“Lord, have mercy!”
“You will come in glory with salvation for your people. Lord, have mercy!”
“Lord, have mercy!”
Unable to help myself, I muttered, “Hypocrite.”
My husband looked likely to expire. His face had flushed red again, and a vein throbbed in his throat. The Chasseurs around us either glared or chuckled. Jean Luc’s shoulders shook with silent laughter, but I didn’t find the situation quite as funny as before. Where was my kin’s salvation? Where was our mercy?
“May almighty God have mercy on us, forgive us our sins, and bring us to everlasting life.”
“Amen.”
The congregation immediately began another chant, but I stopped listening. Instead, I watched as the Archbishop lifted his arms to the heavens, closing his eyes and losing himself in the song. As Jean Luc grinned, nudging my husband when they both sang the wrong words. As my husband grudgingly laughed and pushed him away.
“You take away the sins of the world, have mercy on us,” the boy in front of us sang. He clutched his father’s hand, swaying to the cadence of their voices. “You take away the sins of the world, have mercy on us. You take away the sins of the world, receive our prayer.”
Have mercy on us.
Receive our prayer.
At the end of my Proverbs torture session, there’d been a verse I hadn’t understood.
As in water face answereth to face, so the heart of man to man.
“What does it mean?”
“It means . . . water is like a mirror,” my husband had explained, frowning slightly. “It reflects our faces back to us. And our lives—the way we live, the things we do—” He’d looked at his hands, suddenly unable to meet my eyes. “They reflect our hearts.”
It’d made perfect sense, explained like that. And yet . . . I looked around at the worshippers once more—the men and women who pleaded for mercy and cried for my blood on the same breath. How could both be in their hearts?
“Lou, I’m—” He’d cleared his throat and forced himself to look at me. Those blue eyes had shone with sincerity. With regret. “I shouldn’t have shouted earlier. In the library. I’m . . . sorry.”
Our lives reflect our hearts.
Yes, it’d made perfect sense, explained like that, but I still didn’t understand. I didn’t understand my husband. I didn’t understand the Archbishop. Or the dancing boy. Or his father. Or Jean Luc or the Chasseurs or the witches or her. I didn’t understand any of them.
Conscious of the Chasseurs’ eyes on me, I forced a smirk and bumped my husband’s hip, pretending that it’d all been a show. A laugh. That I’d just been goading him to get a reaction. That I wasn’t a witch in Mass, standing amongst my enemies and worshiping someone else’s god.
Our lives reflect our hearts.
They might’ve all been hypocrites, but I was the biggest one of all.
Madame Labelle
Reid
The next evening was the first snowfall of the year.
I sat up from the floor, brushing back my sweaty hair, and watched the flakes drift past the window. Only exercise worked the knots from my back. After stumbling upon me on the floor last night, Lou had claimed the bed. She hadn’t invited me to join her.
I didn’t complain. Though my back ached, the exercise kept my irritation in check. I’d quickly learned counting didn’t work with Lou . . . namely, after she’d started counting right along with me.

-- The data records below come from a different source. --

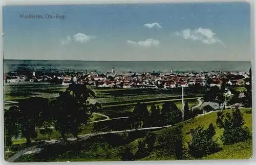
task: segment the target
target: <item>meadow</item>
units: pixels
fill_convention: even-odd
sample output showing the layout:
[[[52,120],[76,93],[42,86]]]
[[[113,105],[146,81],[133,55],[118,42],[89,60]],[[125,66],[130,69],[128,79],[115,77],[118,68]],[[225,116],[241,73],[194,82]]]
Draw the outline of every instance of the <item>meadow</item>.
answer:
[[[245,126],[248,126],[252,130],[251,114],[246,111],[251,108],[243,108],[241,112],[245,121]],[[230,112],[226,110],[225,113]],[[190,140],[190,129],[198,125],[207,127],[213,123],[216,130],[215,137],[219,139],[223,130],[217,127],[216,121],[217,112],[198,116],[177,125],[182,125],[182,134],[184,136],[183,144],[186,146],[186,142]],[[175,126],[174,127],[176,127]],[[168,127],[152,131],[156,135],[156,142],[153,150],[145,157],[137,160],[174,160],[172,155],[163,154],[168,146],[163,146],[163,142],[160,136],[167,136],[170,130],[174,127]],[[134,154],[138,150],[138,142],[145,138],[148,131],[137,131],[130,133],[113,133],[95,136],[87,140],[86,143],[77,142],[67,145],[52,145],[41,153],[31,155],[23,155],[17,162],[24,161],[118,161],[121,160],[121,154],[123,149],[128,147]],[[125,138],[123,138],[125,137]],[[205,156],[200,159],[241,159],[249,158],[252,154],[252,139],[230,145],[224,145],[220,141],[218,143],[223,149],[216,153]],[[106,156],[108,155],[108,156]],[[191,158],[189,158],[191,159]]]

She slammed the book she was reading down on the desk. “This is absolute drivel.”
“What is it?”
“The only book I could find in that wretched library without the words holy or extermination in the title.” She lifted it up for me to see. Shepherd. I almost chuckled. It’d been one of the first books the Archbishop had allowed me to read—a collection of pastoral poems about God’s artistry in nature.
She flounced to my bed—her bed—with a disgruntled expression. “How anyone can write about grass for twelve pages is beyond me. That’s the real sin.”
I hoisted myself to my feet and approached. She eyed me warily. “What are you doing?”
“Showing you a secret.”
“No, no, no.” She scrambled backward. “I’m not interested in your secret—”
“Please.” Scowling and shaking my head, I walked past her to my headboard. “Stop talking.”
To my surprise, she complied, her narrowed eyes watching me scoot the bed frame from the wall. She leaned forward curiously when I revealed the small, rough-hewn hole behind it. My vault. At sixteen—when Jean Luc and I had shared this room, when we’d been closer than brothers—I’d gouged it into the mortar, desperate for a place of my own. A place to hide the parts of myself I’d rather him not find.